It's that time of year. Time to take apart the garden and begin discussing, "Next year, when we....". Pull the sad plants of summer past, put away the pots, split the hostas and begin the arduous task of raking all the leaves to the curb. Then beginning again, raking still more leaves to the curb.
This year, with all the rest, I have to put the ladies to bed. One of the many things I've learned in my first season of beekeeping is that I am a poor (at best) fire maker. Getting this smoker to smoke is the bane of beekeeping for this beekeeper.
Once the smoke was working, I went in for one last check. Most of the hive activity had moved below into the two hive bodies where they would spend the winter. Look what they have done! Even capped comb - can you hear the pride in my writing? I was able to snitch a little taste, sweet honey with tiny bits of chewy comb. I only added one super box this year, the box(es) from which any harvest would come. Since we have one shallow super full of honey, I've decided to let it sit.

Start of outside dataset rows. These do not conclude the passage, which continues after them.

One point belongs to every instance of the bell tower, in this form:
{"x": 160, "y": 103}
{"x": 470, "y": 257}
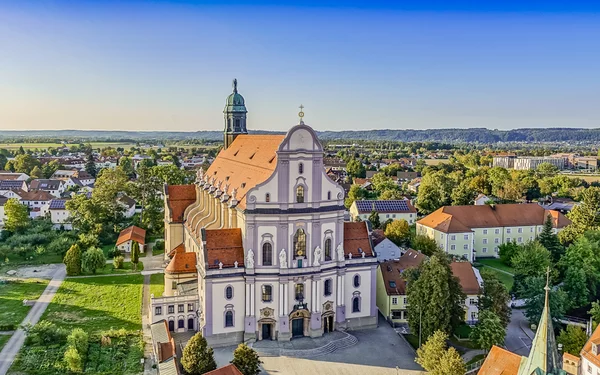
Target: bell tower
{"x": 235, "y": 116}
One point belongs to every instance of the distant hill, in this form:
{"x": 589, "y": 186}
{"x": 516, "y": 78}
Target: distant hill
{"x": 474, "y": 135}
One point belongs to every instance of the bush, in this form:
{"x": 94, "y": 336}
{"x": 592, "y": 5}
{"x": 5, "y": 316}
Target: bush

Harvesting one very small box, seemed like a lot of work and most important is a strong hive going into winter.
I've put the entrance reducer back to keep out draft and squatting mice. Some beekeepers in cold winter areas, will cover the bee hive with roofing paper. The black paper absorbs warmth the limited sun of winter offers. I would assume it protects from some draft, too. I was able to cover 3 sides before everyone got upset. I'll go back out and finish the front in the next day or two.
It's sad to tuck them in. I am proud to have gotten through our first summer albeit without honey for me. I'll miss stepping into the weedy corner where their home sits and just watching them work. I'll worry about them in cold, windy and sunless days. I'll look forward to spring in a new way. I'll be anxious to check on the brood and God-willing, happy to see them once again.
Good night, ladies. We're going to leave us now.